Jaguar Land Rover has given an interesting twist to the experiments with self-driving cars . They have equipped a number of self-driving vehicles with virtual eyes or ‘eye pods’ as they call themselves. They really look like big cartoon eyes stuck on the vehicles, but they are far from static. The eyes are also cameras and ‘looking’ at other road users so that they know that the vehicle has seen them.
You can guess the reason: people just do not know it yet with those self-driving cars. Sensors are fine, and we know that those things work, but you never know for sure. Research shows that 63 percent of road users do not feel completely safe with self-driving vehicles. There are more parties trying to find a solution for this but the idea that Jaguar Land Rover tests is very interesting.
Look at me when I walk past you
In collaboration with a bunch of cognitive psychologists, Jaguar Land Rover has put the idea of eye pods into practice on a specially constructed street section in Coventry. The pods seek out pedestrians who are waiting to cross over with their ‘eyes’ and make it so clear that they have seen them. At the same time, the trust level of the persons before and after the pod ‘eye contact’ is analyzed. For example, it is checked whether eye contact is sufficient to stop pedestrians before they walk on the street.

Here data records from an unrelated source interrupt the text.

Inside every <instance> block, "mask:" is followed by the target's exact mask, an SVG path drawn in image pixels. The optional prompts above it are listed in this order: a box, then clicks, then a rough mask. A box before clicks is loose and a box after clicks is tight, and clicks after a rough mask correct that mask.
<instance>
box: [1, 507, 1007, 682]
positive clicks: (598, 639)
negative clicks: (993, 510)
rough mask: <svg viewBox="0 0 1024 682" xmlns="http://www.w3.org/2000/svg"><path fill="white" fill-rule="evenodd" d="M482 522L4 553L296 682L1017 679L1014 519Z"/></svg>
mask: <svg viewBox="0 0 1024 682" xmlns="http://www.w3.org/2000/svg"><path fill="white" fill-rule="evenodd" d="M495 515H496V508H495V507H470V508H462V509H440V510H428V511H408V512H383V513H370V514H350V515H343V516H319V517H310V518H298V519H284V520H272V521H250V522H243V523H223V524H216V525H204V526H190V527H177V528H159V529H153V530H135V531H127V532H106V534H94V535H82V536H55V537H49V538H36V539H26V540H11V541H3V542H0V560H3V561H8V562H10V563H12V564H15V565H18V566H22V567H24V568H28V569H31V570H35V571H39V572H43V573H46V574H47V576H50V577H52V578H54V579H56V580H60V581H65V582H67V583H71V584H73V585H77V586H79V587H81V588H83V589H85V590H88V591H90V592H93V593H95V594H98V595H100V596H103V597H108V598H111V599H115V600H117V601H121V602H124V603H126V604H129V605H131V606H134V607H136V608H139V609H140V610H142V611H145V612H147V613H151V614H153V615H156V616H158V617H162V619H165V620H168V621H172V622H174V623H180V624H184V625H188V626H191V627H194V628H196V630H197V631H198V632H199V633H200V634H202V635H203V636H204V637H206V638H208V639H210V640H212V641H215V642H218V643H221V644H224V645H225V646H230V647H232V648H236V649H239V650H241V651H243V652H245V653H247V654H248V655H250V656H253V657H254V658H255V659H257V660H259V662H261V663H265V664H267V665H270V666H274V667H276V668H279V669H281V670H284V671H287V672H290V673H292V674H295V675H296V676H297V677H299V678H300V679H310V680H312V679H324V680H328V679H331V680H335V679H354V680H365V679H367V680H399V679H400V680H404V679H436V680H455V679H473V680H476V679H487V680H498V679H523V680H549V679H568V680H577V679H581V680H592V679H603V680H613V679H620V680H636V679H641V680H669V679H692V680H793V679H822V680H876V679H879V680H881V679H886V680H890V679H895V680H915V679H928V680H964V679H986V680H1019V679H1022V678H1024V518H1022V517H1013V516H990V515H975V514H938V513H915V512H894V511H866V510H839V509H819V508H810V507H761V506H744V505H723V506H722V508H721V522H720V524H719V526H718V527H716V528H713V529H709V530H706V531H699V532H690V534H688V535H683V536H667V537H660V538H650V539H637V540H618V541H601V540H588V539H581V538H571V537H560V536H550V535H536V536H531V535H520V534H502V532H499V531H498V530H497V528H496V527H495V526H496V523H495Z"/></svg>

Safety remains top priority for self-driving cars and Jaguar Land Rover takes it very seriously. Through this research they hope to gain a better understanding of the level of trust of road users alongside self-driving vehicles and it also provides them with valuable insights. How much information should a self-driving car share in the future with pedestrians and other road users to make them feel safe? If this set-up can answer that central question – at least in part – at least they are on the right track.